Murder Suspect Weeps at Trial
A woman accused of murdering her four daughters by setting a fire broke down wailing in court Monday after testifying about a “flashback” of holding a lighter in her hand and seeing a blaze.
“I was hoping it would be a dream,” Sandi Nieves testified about the flashback, growing distraught. “It scared the hell out of me. I had a flashback of a flash . . . a lighter . . . a fire . . . I don’t know what it was!”
Nieves shouted at one point Monday, “I sit here and wonder every day what happened.
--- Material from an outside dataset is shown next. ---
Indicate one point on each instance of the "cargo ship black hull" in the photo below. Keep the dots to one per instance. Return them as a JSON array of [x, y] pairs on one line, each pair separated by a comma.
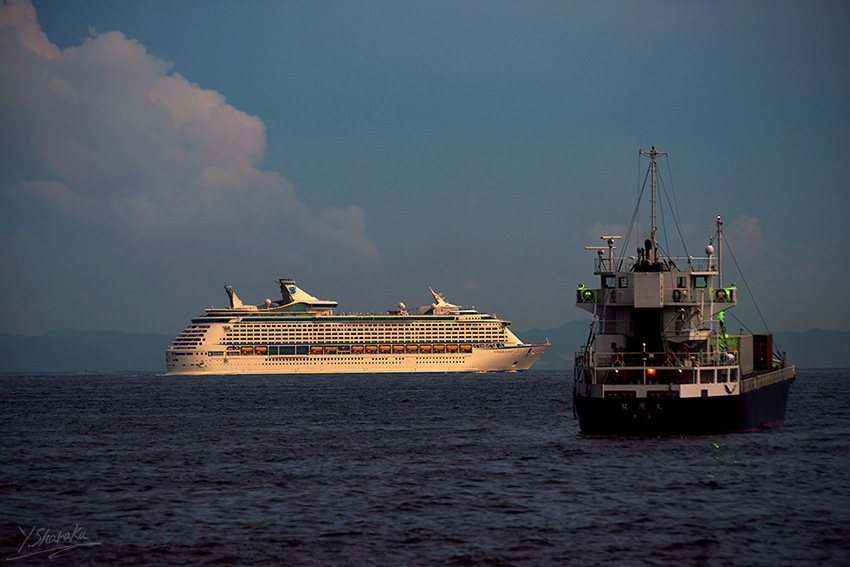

I have no idea!”
Putting Nieves on the stand was part of a risky strategy by Deputy Public Defender Howard Waco to suggest that she was not “legally conscious” when the house fire started and should not be held legally responsible.
Prosecutors contend that Nieves tried to commit suicide and kill her children out of desperation and revenge. She had just undergone an abortion, a boyfriend had left her, and a former husband was trying to escape paying child support, her sole source of income.
Nieves, now 36, is accused of gathering her children in the kitchen of their rented Saugus house on the night of June 30, 1998, opening an oven and turning it on, then starting a fire. Her daughters, Kristl and Jaqlene Folden, 5 and 7, and Rashel and Nikolet Folden-Nieves, 11 and 12, died of smoke inhalation.